3.                                Il suit de ce qui précède que le recours doit être rejeté et la décision attaquée, confirmée. Le recourant succombant, un émolument judiciaire sera mis à sa charge (art. 52 al. 1 et 49 al. 1 de la loi du 28 octobre 2008 sur la procédure administrative - LPA-VD; RSV 173.36). En outre, l’allocation de dépens n’entre pas en ligne de compte (art. 55 al. 1, a contrario, et 91 LPA-VD). Au surplus, une indemnité sera allouée au conseil d’office du recourant. Au regard des opérations figurant sur la liste produite par celui-ci, cette indemnité sera arrêtée à 2'750 fr., débours et TVA (8%) inclus.


Par ces motifs
la Cour de droit administratif et public

du Tribunal cantonal
arrête:

I.                                   Le recours est rejeté.

II.                                 La décision du Département de l'économie et du sport, du 21 juin 2013, est confirmée.

III.                                Les frais d’arrêt, par 500 (cinq cents) francs, sont mis à la charge de X.________.

IV.                              Il n’est pas alloué de dépens.

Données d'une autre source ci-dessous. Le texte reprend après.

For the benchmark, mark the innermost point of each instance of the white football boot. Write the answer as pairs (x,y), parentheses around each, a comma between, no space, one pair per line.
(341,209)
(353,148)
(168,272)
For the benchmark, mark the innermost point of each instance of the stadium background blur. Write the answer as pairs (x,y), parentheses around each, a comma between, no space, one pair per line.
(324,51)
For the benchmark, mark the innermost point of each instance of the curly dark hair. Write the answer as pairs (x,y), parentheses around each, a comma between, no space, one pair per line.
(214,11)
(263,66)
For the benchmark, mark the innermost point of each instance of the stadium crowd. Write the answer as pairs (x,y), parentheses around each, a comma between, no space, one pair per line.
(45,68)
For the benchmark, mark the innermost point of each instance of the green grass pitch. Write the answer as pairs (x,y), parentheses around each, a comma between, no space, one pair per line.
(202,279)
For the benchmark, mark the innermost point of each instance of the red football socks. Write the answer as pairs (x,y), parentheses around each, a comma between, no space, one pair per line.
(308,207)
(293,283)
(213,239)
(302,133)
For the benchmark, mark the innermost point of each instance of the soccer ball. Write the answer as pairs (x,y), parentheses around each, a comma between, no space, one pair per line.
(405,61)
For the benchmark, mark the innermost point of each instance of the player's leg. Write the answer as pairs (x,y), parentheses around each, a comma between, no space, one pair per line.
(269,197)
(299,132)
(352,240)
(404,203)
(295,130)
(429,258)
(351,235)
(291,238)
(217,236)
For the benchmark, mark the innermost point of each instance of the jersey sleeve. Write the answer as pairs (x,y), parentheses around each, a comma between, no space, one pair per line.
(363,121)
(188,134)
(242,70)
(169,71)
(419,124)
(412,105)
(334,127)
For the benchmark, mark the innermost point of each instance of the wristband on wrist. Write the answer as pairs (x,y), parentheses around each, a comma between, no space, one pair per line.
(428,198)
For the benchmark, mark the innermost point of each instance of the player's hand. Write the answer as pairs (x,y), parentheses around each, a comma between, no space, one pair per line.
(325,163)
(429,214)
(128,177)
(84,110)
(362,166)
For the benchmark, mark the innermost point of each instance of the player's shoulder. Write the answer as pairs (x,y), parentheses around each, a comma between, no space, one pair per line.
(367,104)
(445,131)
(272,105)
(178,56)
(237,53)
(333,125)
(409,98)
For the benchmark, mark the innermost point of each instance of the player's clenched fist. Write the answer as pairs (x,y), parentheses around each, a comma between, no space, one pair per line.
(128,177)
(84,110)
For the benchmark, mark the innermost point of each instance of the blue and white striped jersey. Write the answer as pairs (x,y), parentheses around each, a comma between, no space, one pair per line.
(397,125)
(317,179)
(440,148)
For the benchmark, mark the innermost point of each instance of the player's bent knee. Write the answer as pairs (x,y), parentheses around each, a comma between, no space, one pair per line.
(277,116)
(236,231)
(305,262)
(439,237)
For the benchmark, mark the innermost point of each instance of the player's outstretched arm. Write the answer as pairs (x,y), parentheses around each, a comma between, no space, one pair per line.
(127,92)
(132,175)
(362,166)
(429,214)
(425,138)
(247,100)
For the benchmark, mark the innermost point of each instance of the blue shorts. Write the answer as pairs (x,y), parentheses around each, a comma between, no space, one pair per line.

V.                                L’indemnité d’office de Me Eric Stauffacher, conseil du recourant, est arrêtée à 2'750 (deux mille sept cent cinquante) francs, débours et TVA inclus.

VI.                              X.________ est, dans la mesure de l’art. 123 CPC, applicable par renvoi de l’art. 18 al. 5 LPA-VD, tenu au remboursement des frais judiciaires et de l’indemnité du conseil d’office mis à la charge de l’Etat.

 

Lausanne, le 18 novembre 2013

 

Le président:                                                                                             Le greffier:

                                                                    

                                                                    

Le présent arrêt est communiqué aux destinataires de l'avis d'envoi ci-joint.

Il peut faire l'objet, dans les trente jours suivant sa notification, d'un recours au Tribunal fédéral. Le recours en matière de droit public s'exerce aux conditions des articles 82 ss de la loi du 17 juin 2005 sur le Tribunal fédéral (LTF - RS 173.110), le recours constitutionnel subsidiaire à celles des articles 113 ss LTF. Le mémoire de recours doit être rédigé dans une langue officielle, indiquer les conclusions, les motifs et les moyens de preuve, et être signé. Les motifs doivent exposer succinctement en quoi l’acte attaqué viole le droit. Les pièces invoquées comme moyens de preuve doivent être jointes au mémoire, pour autant qu’elles soient en mains de la partie; il en va de même de la décision attaquée.